May 16, 2006
UNITED STATES HOLOCAUST MEMORIAL MUSEUM LAUNCHES VOICES ON GENOCIDE PREVENTION BLOG
WASHINGTON, D.C. — The United States Holocaust Memorial Museum’s Committee on Conscience has launched a blog augmenting its online interview series and podcast service, Voices on Genocide Prevention. The regularly updated blog, written by Committee on Conscience Staff Director Jerry Fowler, tracks developments in the ongoing genocide in Darfur and provides a forum for those involved in genocide prevention efforts to discuss contemporary issues and share strategies. From exploring how the media is covering genocide to providing resources for people engaged in combating it, “Voices on Genocide Prevention” is an important resource for those working on one of the most important issues facing us today. The blog is located at www.ushmm.org/conscience.
“An informed and engaged citizenry is a prerequisite to successfully preventing genocide,” says Jerry Fowler. “Voices on Genocide Prevention aims to educate people—particularly young people—on the importance of getting involved in ending genocide and building a community of people committed to working toward this goal.”
Voices on Genocide Prevention features interviews with human rights experts, journalists, advocates, and government officials involved in genocide prevention efforts. The Committee on Conscience guides the Museum’s efforts to educate about, prevent and respond to contemporary genocide and related crimes against humanity. For more information, visit www.ushmm.org/conscience.
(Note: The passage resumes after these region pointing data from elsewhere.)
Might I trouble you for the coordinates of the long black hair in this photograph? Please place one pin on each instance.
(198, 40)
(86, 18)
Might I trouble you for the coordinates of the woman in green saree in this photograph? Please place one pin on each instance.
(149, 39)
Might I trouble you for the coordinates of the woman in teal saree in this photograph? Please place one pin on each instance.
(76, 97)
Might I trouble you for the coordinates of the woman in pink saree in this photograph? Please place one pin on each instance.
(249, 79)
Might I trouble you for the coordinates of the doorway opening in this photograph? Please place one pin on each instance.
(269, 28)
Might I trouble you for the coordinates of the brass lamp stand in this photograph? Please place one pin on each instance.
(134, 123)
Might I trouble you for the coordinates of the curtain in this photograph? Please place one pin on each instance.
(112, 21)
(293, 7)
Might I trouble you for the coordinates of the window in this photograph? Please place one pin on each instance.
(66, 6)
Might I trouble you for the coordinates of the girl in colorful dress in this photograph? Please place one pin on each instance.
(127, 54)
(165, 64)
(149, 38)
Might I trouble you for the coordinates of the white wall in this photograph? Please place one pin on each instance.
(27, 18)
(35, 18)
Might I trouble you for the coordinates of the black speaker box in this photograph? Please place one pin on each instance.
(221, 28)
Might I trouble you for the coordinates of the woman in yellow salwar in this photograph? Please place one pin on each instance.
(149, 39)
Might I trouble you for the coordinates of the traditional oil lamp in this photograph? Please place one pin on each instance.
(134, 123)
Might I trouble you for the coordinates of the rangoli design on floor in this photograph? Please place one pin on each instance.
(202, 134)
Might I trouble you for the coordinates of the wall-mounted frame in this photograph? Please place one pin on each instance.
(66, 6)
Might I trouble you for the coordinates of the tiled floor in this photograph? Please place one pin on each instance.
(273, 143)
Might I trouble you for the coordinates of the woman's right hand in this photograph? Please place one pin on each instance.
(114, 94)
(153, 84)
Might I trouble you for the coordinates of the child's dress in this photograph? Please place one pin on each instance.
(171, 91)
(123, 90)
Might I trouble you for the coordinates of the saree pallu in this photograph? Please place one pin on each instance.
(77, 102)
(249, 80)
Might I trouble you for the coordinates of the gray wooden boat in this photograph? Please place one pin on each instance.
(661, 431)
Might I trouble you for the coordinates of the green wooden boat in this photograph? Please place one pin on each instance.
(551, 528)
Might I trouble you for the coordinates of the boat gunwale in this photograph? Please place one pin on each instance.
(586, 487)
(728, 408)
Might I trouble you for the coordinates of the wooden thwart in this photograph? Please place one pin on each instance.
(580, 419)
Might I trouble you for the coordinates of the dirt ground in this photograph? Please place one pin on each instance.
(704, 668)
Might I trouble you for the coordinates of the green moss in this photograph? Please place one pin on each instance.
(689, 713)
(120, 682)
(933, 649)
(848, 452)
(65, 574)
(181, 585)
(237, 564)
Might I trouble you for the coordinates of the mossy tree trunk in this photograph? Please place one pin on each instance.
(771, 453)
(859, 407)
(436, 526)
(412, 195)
Situated among our national monuments to freedom, the United States Holocaust Memorial Museum is both a memorial to the past and a living reminder of the moral obligations of individuals and societies. The Museum fulfills its mission through a public/private partnership in which federal support guarantees the institution’s permanence and hundreds of thousands of donors nationwide make possible its educational activities and global outreach. More than 23 million people – including more than 8 million schoolchildren – have visited the Museum since it opened in 1993, and through its Web site, traveling exhibitions and educational programs, the Museum reaches millions more every year.